Navarro told pool reporters that the FDA should approve a request from several Detroit doctors to grant emergency use authorization to the drug, which it granted and then rescinded earlier this year after several studies pointed to the drug not being helpful to treat or prevent COVID-19, the disease caused by the novel coronavirus. Other conflicting studies have pointed to the drug possible reducing the mortality rate among COVID-19 victims.
“Yesterday, the four doctors at the Detroit hospital system, led by William O’Neill, filed a request for an emergency use authorization for the medicine known as hydroxychloroquine,” Navarro said.

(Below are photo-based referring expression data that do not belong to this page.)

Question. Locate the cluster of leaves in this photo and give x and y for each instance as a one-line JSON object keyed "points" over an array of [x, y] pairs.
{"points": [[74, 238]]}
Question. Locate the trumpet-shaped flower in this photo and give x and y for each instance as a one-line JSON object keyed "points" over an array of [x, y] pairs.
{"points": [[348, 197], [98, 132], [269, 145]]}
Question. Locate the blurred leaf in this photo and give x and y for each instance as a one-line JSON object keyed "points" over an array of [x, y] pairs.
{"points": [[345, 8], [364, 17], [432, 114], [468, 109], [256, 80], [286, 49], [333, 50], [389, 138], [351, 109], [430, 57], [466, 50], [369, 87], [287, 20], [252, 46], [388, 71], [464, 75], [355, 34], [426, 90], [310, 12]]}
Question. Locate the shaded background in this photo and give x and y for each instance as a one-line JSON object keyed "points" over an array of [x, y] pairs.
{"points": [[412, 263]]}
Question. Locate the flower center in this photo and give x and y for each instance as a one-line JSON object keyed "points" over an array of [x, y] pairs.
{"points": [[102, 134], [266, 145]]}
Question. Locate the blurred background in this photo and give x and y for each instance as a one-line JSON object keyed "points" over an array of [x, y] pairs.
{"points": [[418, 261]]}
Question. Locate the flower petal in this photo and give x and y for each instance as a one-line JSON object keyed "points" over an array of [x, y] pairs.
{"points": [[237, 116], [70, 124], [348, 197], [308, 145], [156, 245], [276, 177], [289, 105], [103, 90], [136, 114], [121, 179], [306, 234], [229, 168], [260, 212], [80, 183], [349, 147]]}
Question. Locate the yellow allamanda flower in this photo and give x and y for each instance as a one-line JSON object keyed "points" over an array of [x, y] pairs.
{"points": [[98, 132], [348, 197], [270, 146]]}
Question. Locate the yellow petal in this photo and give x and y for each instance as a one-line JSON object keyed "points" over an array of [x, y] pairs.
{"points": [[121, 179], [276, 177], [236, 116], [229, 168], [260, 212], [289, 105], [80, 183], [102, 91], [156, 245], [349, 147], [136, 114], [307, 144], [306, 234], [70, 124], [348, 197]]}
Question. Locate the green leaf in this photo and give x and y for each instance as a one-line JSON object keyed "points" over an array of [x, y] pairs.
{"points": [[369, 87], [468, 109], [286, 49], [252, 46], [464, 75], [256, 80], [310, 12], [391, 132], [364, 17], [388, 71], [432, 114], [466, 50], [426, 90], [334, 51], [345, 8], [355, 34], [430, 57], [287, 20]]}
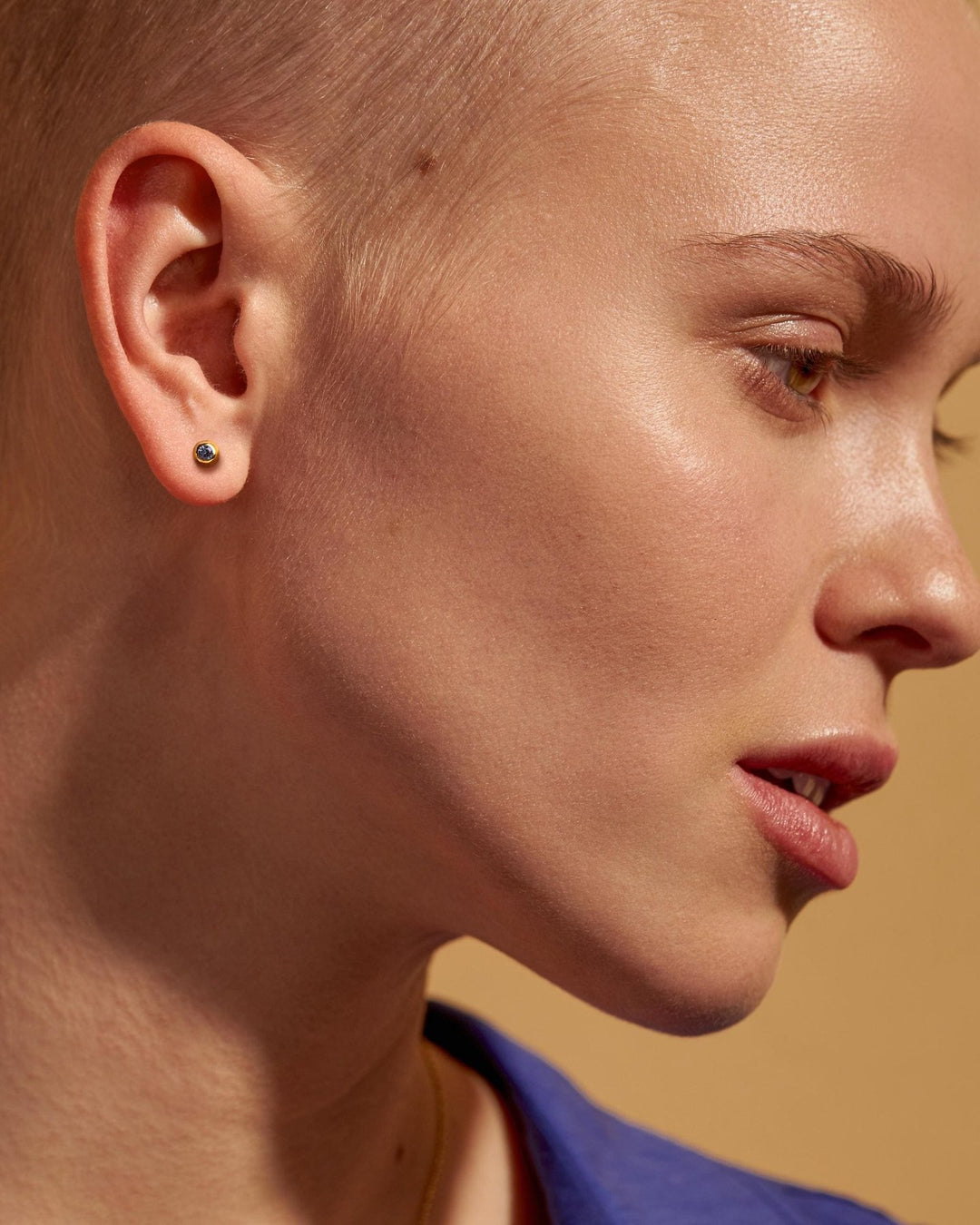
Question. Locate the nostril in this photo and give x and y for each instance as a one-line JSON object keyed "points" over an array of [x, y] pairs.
{"points": [[908, 639]]}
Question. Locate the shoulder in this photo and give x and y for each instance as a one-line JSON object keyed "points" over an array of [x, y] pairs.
{"points": [[599, 1169]]}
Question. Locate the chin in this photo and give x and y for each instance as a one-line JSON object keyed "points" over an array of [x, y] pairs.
{"points": [[701, 983]]}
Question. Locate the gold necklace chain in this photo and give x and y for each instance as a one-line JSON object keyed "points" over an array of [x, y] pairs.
{"points": [[435, 1169]]}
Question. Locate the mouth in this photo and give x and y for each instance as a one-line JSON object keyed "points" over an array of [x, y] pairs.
{"points": [[791, 791], [828, 772]]}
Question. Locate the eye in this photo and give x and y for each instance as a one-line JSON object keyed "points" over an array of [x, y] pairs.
{"points": [[800, 370]]}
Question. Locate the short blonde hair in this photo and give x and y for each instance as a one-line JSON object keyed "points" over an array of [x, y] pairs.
{"points": [[348, 102]]}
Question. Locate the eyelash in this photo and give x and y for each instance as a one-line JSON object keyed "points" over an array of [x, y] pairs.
{"points": [[827, 365], [818, 361]]}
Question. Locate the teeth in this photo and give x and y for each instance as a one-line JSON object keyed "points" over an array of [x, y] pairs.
{"points": [[810, 786]]}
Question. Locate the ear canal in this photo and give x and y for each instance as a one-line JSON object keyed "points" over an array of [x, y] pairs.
{"points": [[182, 310]]}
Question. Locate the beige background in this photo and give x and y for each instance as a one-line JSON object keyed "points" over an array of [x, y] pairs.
{"points": [[860, 1071]]}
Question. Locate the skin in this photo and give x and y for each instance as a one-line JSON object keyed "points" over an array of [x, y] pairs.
{"points": [[479, 657]]}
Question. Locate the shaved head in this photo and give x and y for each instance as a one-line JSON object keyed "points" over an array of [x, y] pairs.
{"points": [[377, 119]]}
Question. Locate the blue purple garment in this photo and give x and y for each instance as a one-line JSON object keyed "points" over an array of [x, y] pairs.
{"points": [[595, 1169]]}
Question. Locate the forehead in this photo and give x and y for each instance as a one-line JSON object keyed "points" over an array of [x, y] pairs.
{"points": [[855, 116]]}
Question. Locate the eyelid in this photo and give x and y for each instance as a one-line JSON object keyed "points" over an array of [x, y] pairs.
{"points": [[839, 365]]}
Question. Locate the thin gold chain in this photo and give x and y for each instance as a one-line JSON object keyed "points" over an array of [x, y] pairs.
{"points": [[435, 1169]]}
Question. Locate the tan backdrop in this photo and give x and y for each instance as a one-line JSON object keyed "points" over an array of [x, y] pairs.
{"points": [[860, 1071]]}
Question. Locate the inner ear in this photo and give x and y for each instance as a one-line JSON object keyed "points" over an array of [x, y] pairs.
{"points": [[185, 311]]}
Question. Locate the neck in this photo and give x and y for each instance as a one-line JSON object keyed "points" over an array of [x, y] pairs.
{"points": [[202, 1021]]}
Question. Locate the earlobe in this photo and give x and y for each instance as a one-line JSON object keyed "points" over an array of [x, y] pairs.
{"points": [[172, 231]]}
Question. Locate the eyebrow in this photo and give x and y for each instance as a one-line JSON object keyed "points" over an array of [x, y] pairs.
{"points": [[916, 299]]}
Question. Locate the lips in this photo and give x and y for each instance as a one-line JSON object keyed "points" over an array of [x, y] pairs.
{"points": [[854, 765], [801, 832]]}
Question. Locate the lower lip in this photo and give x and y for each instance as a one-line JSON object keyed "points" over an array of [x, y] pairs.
{"points": [[800, 829]]}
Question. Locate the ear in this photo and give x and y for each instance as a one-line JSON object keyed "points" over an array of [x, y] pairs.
{"points": [[179, 242]]}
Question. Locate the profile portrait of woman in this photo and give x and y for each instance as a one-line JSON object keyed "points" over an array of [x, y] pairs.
{"points": [[468, 468]]}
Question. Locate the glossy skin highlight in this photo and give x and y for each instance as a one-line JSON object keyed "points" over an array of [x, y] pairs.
{"points": [[602, 546], [475, 654]]}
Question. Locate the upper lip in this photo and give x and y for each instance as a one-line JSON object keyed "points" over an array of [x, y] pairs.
{"points": [[853, 763]]}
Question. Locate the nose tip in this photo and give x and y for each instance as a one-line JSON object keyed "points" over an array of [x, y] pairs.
{"points": [[917, 608]]}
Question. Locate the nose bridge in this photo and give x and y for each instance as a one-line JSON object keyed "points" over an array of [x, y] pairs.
{"points": [[900, 583]]}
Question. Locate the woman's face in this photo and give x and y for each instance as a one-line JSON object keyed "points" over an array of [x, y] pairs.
{"points": [[591, 541]]}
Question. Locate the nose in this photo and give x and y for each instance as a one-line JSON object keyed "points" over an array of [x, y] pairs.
{"points": [[904, 592]]}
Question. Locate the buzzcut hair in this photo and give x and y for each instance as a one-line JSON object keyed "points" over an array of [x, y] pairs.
{"points": [[358, 108]]}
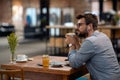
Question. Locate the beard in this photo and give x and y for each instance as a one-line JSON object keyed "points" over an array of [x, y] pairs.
{"points": [[81, 35]]}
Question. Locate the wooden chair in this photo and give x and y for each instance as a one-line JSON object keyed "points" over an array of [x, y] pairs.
{"points": [[11, 74]]}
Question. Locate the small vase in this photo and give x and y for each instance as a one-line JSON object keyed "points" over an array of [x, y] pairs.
{"points": [[12, 58]]}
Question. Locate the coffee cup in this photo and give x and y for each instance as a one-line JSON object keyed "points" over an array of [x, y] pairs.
{"points": [[21, 57], [45, 60]]}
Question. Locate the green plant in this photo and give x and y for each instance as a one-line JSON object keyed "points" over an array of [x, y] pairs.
{"points": [[12, 41]]}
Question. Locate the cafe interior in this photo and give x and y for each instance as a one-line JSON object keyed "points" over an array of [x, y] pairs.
{"points": [[50, 20]]}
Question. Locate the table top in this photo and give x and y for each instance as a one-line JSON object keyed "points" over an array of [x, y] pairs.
{"points": [[33, 66]]}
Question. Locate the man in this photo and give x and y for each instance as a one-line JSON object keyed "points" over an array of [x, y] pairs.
{"points": [[96, 50]]}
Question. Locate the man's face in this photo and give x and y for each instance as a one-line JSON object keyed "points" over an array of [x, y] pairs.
{"points": [[81, 28]]}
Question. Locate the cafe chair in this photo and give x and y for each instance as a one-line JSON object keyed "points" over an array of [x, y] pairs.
{"points": [[11, 74]]}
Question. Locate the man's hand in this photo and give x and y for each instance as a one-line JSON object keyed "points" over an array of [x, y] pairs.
{"points": [[74, 40]]}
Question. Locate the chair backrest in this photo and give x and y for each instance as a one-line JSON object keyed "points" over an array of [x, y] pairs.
{"points": [[11, 74]]}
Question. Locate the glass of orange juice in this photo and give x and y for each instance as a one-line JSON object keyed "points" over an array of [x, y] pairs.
{"points": [[45, 60]]}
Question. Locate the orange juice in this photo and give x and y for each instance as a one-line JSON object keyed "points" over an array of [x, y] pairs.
{"points": [[45, 60]]}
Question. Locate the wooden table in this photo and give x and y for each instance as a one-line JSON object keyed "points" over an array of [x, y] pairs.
{"points": [[34, 72]]}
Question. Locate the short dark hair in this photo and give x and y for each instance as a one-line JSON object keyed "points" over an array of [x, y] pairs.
{"points": [[89, 18]]}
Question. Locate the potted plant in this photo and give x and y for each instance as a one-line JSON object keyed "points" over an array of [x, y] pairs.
{"points": [[12, 41]]}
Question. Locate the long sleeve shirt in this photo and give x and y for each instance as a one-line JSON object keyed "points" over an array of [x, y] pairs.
{"points": [[98, 54]]}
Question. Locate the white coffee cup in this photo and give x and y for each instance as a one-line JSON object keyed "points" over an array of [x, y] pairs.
{"points": [[21, 57]]}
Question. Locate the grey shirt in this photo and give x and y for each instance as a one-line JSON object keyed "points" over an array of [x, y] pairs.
{"points": [[98, 54]]}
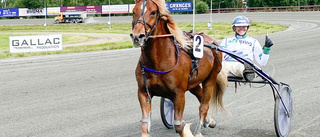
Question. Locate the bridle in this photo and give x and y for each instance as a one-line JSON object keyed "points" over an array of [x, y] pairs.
{"points": [[147, 34]]}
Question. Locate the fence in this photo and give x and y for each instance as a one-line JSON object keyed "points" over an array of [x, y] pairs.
{"points": [[267, 9]]}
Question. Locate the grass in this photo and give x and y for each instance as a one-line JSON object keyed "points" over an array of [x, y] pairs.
{"points": [[219, 31]]}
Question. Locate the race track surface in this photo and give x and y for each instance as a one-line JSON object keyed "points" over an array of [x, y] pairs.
{"points": [[95, 93]]}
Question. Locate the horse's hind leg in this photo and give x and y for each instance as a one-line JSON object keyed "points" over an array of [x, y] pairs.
{"points": [[146, 113], [204, 96]]}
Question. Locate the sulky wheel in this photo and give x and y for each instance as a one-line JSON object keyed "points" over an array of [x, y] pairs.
{"points": [[167, 112], [282, 121]]}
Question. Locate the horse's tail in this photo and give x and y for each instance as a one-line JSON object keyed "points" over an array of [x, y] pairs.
{"points": [[218, 91]]}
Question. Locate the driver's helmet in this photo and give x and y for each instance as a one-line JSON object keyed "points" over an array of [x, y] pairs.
{"points": [[241, 21]]}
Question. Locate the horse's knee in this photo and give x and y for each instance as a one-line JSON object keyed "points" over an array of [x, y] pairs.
{"points": [[145, 126], [209, 122], [144, 129], [179, 125], [183, 129]]}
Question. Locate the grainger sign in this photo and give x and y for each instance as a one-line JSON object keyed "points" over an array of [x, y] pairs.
{"points": [[35, 43]]}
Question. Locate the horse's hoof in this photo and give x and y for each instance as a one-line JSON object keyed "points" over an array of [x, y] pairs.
{"points": [[198, 135], [213, 124]]}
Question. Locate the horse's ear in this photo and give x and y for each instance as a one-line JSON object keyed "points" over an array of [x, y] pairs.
{"points": [[164, 17]]}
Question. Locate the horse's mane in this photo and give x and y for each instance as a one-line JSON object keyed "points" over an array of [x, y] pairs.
{"points": [[172, 27]]}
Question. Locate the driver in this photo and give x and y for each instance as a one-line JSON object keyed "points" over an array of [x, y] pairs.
{"points": [[245, 47]]}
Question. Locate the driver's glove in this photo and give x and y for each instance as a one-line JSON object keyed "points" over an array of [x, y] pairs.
{"points": [[268, 43]]}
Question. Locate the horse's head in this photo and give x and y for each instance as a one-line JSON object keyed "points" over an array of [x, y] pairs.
{"points": [[146, 16]]}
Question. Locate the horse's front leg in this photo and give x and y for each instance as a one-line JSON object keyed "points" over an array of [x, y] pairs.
{"points": [[181, 128], [146, 112]]}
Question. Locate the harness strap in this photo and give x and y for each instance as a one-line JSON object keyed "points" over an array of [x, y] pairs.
{"points": [[162, 72], [145, 81]]}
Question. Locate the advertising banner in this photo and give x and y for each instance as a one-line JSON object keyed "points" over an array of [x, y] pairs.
{"points": [[115, 9], [12, 12], [31, 12], [89, 9], [35, 43], [179, 6], [53, 10], [173, 6]]}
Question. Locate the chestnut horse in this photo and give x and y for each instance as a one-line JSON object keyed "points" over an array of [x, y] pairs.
{"points": [[164, 67]]}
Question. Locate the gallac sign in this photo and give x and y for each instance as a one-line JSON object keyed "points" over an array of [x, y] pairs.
{"points": [[35, 43]]}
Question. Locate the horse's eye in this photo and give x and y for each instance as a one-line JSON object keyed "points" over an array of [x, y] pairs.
{"points": [[153, 13]]}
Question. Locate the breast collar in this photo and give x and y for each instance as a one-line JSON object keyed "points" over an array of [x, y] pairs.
{"points": [[241, 36]]}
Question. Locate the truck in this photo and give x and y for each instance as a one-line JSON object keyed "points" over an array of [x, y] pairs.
{"points": [[71, 17]]}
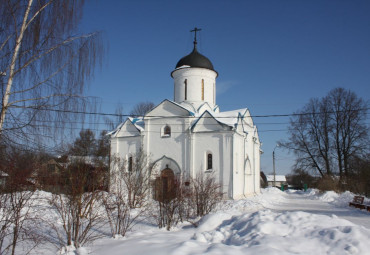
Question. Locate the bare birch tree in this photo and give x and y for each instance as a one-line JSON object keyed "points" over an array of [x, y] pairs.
{"points": [[44, 64], [328, 132]]}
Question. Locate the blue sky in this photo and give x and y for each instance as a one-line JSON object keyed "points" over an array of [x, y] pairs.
{"points": [[271, 56]]}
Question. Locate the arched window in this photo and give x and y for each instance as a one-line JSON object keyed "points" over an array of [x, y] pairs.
{"points": [[130, 164], [186, 89], [166, 131], [209, 161]]}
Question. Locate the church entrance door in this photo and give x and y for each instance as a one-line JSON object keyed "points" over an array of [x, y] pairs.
{"points": [[165, 186]]}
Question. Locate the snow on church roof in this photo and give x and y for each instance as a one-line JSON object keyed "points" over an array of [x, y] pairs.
{"points": [[137, 122], [278, 178], [229, 118]]}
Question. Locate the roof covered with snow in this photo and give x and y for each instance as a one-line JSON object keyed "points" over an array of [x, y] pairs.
{"points": [[278, 178]]}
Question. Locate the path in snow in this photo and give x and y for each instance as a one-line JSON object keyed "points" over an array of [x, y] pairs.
{"points": [[297, 202], [274, 222]]}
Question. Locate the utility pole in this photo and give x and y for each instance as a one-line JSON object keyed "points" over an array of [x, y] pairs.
{"points": [[273, 164]]}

“The FDA decisions that they made, which I think were precipitous, and based on bad science, had a tremendously negative effect on two things — one is the ability for American people to use this medicine to protect themselves and two, the ability for hospitals, like the Detroit hospital system, to recruit patients for the kind of randomized blind clinical trials that everybody wants to settle once and for all the questions of efficacy and safety,” he added.
Navarro chastised journalists for spreading “hydroxy hysteria,” referring to negative reporting about the drug’s possible side effects or overall effectiveness for treating and preventing coronavirus.
Trump has touted the use of the drug numerous times on social media and announced in May that he was taking it himself to prevent contracting the disease.
The FDA ruled in mid-June that it would withdraw emergency use authorization for the drug, stating at the time that recent data showed no difference in patients with COVID-19 who took the drug and those who did not.